What is the key to Bon Secours’ success? The US government’s 340B program. What a scam this program has been known for some time. Two journalists explained:

When Bon Secours bought Richmond Community, the hospital primarily served poor patients who were either uninsured or covered through Medicaid, which reimbursed hospitals at lower rates than private insurance. But Bon Secours turned the hospital’s poverty into an asset.

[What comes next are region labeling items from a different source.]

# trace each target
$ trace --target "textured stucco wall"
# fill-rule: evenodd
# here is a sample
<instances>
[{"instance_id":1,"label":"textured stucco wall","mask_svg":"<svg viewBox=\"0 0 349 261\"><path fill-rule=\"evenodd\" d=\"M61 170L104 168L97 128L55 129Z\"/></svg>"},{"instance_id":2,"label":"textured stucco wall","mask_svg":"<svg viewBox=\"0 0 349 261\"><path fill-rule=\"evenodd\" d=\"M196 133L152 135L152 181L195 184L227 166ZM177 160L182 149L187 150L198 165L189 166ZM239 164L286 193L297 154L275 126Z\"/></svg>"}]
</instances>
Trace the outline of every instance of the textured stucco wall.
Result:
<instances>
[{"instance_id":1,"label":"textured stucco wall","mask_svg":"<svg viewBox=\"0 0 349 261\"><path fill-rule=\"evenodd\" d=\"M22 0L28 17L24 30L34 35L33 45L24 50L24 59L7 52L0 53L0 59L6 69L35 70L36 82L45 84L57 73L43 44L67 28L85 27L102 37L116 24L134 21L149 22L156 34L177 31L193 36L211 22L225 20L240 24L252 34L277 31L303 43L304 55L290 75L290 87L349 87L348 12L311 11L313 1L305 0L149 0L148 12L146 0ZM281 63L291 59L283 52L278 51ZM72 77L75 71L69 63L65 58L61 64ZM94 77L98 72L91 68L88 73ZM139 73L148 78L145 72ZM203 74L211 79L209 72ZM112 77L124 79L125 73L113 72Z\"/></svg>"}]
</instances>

The agency seized on a federal program created in the 1990s to provide financial incentives to nonprofit hospitals and clinics that serve low-income communities. The program, called Section 340B after the federal law that authorized it, allows hospitals to buy drugs from manufacturers at a discount — about half the average sales price. Hospitals are then allowed to charge patients’ insurers much higher prices for the same drugs.

The theory behind the law was that nonprofit hospitals would invest the savings in their communities. But the 340B program came with a few rules. Hospitals did not have to disclose how much money they made from the sale of discounted drugs. And they weren’t required to use the revenue to help the underserved patients who qualified for the program in the first place.

It’s arbitration, but not in a good way, backed by the federal government.

Author’s Note:

Thanks to 340B, Richmond Community Hospital can buy a vial of the cancer drug Keytruder for $3,444, estimates Sarah Tabatabai, a former researcher at Memorial Sloan Kettering Cancer Center.

But the hospital charges private insurer Blue Cross Blue Shield more than seven times the price — $25,425, according to a price list that hospitals must disclose. That’s about a $22,000 profit on a single vial. Adults require two vials per treatment course.

Read the whole thing.

HT2 Health economist John C. Goodman, who makes the point more succinctly.